Dockstore also attempts to work with new and alternative languages/standards such as Nextflow as popular challengers to CWL and WDL. We also work on the GA4GH Tool Registry standard as a way of sharing data with workflow platforms and partners. We are also working with the task execution, workflow execution, and data transfer standards developing at the GA4GH.
Built with Docker and Git¶
See Docker Overview for an excellent overview about Docker.
Docker repositories, like Docker Hub, Quay.io and GitLab, and source control repositories like GitHub, Bitbucket, and GitLab, provide much of the infrastructure we need. Docker repositories allow users to build, publish, and share both public and private Docker images. However, the services lack standardized ways of describing how to invoke tools contained within Docker containers. Workflow descriptor languages provide standardised ways to define the inputs, parameterizations, and outputs of tools in a controlled way. Together, these resources provide the necessary tools to share analytical tools in a highly portable way, a key concern for the scientific community.
You can register your tools and workflows on Dockstore in three broad ways as depicted above.
- Following our tutorials, you can save your descriptors on GitHub, build your Docker image automatically on Quay.io, and have Dockstore reach out and index your tools
- Dockstore can retrieve your workflow descriptors from GitHub and other source control methods. You are responsible for ensuring that your descriptors point at valid Docker images.
- You will be able to use our new hosted workflows service to store tools and workflows directly on dockstore.org to quickly get started, prototype your ideas, and share workflows with a limited audience.
In all three cases, you will have an opportunity to clean-up and configure your work before publishing to the rest of the world to see.

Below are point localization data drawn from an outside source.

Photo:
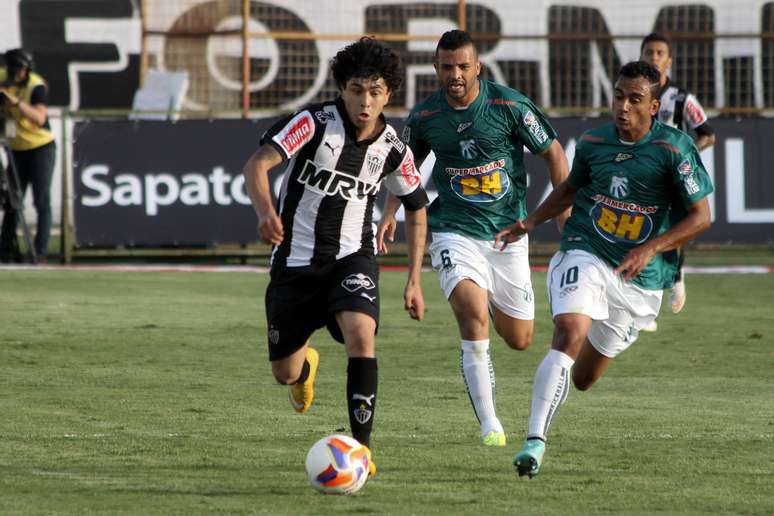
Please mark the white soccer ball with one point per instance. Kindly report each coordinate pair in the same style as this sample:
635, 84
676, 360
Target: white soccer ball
337, 464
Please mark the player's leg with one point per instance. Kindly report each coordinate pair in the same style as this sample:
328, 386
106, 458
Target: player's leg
358, 330
574, 280
512, 302
292, 306
677, 293
469, 305
463, 274
589, 367
353, 305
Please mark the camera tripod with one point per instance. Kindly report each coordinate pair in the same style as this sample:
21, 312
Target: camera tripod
12, 203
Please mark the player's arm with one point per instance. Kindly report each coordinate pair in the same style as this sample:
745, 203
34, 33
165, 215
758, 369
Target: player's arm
256, 172
388, 224
696, 222
558, 170
416, 236
557, 202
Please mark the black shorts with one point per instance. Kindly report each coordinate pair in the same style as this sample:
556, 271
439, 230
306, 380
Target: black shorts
300, 300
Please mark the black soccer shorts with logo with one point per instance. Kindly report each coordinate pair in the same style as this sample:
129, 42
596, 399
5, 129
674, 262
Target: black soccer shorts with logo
300, 300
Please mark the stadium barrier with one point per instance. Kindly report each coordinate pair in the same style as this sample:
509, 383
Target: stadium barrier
175, 188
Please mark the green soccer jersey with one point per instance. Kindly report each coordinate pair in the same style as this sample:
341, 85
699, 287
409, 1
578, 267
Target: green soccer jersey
479, 150
627, 191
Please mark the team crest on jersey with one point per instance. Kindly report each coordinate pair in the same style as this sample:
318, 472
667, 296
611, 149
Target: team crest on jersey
374, 164
685, 168
619, 187
395, 141
622, 222
325, 116
468, 149
355, 282
363, 413
534, 127
463, 126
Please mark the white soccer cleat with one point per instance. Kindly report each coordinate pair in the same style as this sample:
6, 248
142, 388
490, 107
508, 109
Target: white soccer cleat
677, 296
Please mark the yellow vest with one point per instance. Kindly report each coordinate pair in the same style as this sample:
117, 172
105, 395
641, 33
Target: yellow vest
28, 134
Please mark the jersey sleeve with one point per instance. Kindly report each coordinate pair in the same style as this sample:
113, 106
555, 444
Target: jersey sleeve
580, 173
693, 112
290, 134
531, 128
690, 177
405, 182
412, 137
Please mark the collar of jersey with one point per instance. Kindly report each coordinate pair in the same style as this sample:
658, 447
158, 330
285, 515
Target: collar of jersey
350, 128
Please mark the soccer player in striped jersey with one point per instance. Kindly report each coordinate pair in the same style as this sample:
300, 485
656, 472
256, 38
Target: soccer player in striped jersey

You can mix and match in a number of these approaches. For example, you can go beyond our simple tutorials and automated approach to manually register tools that point at locations like Docker Hub, Seven Bridges, and Amazon ECR. You can substitute WDL and Nextflow for the descriptor language for workflows. You might even be able to mix and match descriptor languages eventually!

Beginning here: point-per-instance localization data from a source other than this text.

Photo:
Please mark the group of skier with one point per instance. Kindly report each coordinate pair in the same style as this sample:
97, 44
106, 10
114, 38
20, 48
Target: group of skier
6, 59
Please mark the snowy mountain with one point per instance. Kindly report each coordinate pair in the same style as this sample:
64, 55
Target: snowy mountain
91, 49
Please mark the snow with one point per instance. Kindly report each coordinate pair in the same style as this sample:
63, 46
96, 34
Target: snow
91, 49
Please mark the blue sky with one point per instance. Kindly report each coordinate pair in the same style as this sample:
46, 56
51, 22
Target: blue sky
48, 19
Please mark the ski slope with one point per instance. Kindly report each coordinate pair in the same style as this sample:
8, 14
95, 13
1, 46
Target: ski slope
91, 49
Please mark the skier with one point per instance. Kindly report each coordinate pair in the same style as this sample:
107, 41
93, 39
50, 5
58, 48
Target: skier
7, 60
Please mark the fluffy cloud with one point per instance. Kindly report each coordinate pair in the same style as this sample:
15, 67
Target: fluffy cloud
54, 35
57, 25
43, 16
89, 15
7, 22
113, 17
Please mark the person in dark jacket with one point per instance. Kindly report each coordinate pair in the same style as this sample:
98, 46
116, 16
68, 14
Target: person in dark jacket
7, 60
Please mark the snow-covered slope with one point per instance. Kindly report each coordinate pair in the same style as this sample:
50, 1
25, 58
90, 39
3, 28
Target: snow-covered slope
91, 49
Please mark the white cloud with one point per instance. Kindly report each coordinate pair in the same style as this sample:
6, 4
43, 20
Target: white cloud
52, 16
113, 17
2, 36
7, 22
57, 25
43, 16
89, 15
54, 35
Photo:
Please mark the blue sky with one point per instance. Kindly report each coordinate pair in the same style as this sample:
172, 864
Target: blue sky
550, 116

Over time, we find “skinny” Docker images, those with single tools installed in them, are more helpful for extending and building new workflows with. That being said, “fat” Docker containers, which include multiple tools and even full workflows with frameworks like SeqWare or Galaxy, can have their place as well. Projects like the ICGC PanCancer Analysis of Whole Genomes (PCAWG) made use of “fat” Docker containers that had complex workflows that fully encapsulated alignment and variant calling. The self-contained nature of these Docker containers allowed for mobility between a wide variety of environments and greatly simplified the setup of these pipelines across a wide variety of HPC and cloud environments. Either approach works for the Dockstore so long as you can describe the tool or workflow inside the Docker container as a CWL/WDL-defined tool (which you can for most things).

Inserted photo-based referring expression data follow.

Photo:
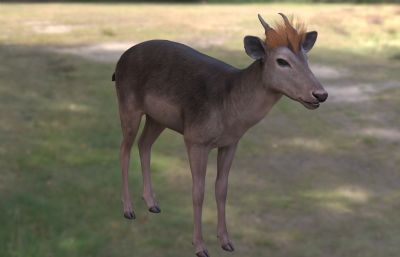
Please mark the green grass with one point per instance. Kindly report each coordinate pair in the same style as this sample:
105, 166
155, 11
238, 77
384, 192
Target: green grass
320, 183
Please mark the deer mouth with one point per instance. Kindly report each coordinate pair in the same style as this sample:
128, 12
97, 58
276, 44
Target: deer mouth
310, 105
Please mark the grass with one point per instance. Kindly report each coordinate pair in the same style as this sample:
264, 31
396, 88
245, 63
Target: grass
322, 183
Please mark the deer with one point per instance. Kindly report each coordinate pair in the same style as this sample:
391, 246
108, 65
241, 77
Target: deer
210, 103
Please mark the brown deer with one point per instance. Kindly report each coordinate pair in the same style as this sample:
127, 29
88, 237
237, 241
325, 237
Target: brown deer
210, 103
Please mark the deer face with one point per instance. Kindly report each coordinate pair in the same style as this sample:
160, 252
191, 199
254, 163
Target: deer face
289, 74
285, 69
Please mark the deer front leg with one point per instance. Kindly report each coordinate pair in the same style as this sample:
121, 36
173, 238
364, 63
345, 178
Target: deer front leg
198, 156
224, 161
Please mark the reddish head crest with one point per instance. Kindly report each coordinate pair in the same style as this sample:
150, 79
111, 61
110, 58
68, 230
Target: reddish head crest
285, 33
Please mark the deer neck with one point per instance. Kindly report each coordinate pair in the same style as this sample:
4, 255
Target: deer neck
250, 99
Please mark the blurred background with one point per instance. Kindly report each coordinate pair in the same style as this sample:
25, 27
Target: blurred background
304, 183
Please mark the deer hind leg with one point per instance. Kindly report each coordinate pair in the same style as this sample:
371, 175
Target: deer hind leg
130, 121
224, 161
151, 131
198, 156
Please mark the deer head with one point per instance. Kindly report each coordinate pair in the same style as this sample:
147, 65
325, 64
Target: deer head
283, 55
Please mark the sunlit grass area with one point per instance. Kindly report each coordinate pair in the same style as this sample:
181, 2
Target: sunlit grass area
304, 183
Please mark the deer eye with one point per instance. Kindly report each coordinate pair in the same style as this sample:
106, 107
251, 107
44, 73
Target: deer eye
282, 62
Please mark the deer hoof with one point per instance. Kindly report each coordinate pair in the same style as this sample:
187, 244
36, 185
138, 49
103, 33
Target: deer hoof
130, 215
228, 247
203, 253
155, 209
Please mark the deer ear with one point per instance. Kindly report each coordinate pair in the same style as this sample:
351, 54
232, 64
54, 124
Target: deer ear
309, 40
254, 47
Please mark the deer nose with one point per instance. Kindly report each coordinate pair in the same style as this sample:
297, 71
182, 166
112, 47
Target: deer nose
321, 95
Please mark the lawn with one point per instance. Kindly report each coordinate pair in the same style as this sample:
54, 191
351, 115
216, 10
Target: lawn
304, 183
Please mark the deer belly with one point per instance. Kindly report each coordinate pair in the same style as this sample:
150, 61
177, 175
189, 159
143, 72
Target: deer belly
164, 112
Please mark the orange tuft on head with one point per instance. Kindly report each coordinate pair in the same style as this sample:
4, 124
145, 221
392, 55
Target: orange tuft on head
286, 34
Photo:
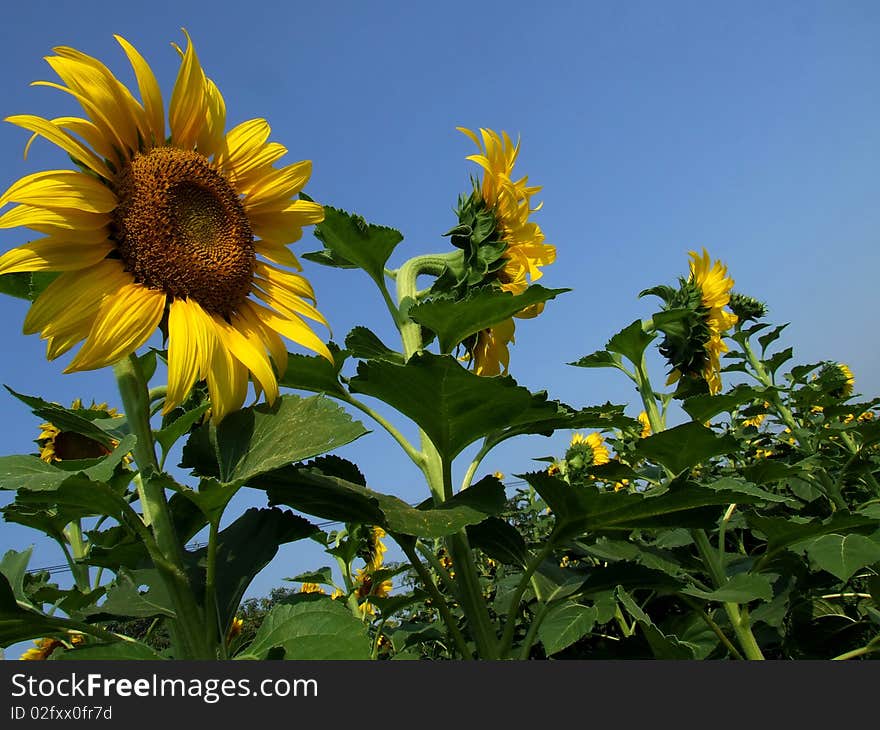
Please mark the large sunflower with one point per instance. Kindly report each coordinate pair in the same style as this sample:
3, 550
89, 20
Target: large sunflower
186, 232
525, 252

We hope Dockstore provides a reference implementation for tool sharing in the sciences. The Dockstore is essentially a living and evolving proof of concept designed as a starting point for two activities that we hope will result in community standards within the GA4GH:
- a best practices guide for describing tools in Docker containers with CWL/WDL/Nextflow
- a minimal web service standard for registering, searching and describing CWL-annotated Docker containers that can be federated and indexed by multiple websites similar to Maven Central
We also implement certain utilities such as file provisioning plugins that support the GA4GH DOS (Data Object Service) standard or command-line launchers that present a common interface across CWL and WDL as almost a polyfill to demonstrate what we wish to use over time natively.
Building a Community¶
Several large projects in the Biosciences, specifically cancer sequencing projects such as PCAWG, PrecisionFDA, the Broad Institute, the University of California Santa Cruz, and Cancer IT at Sanger have registered between 10 and 60 workflows each in Dockstore as of August 2018. We hope this work will aid the community and promote the registration of a large number of high-quality workflows in the system.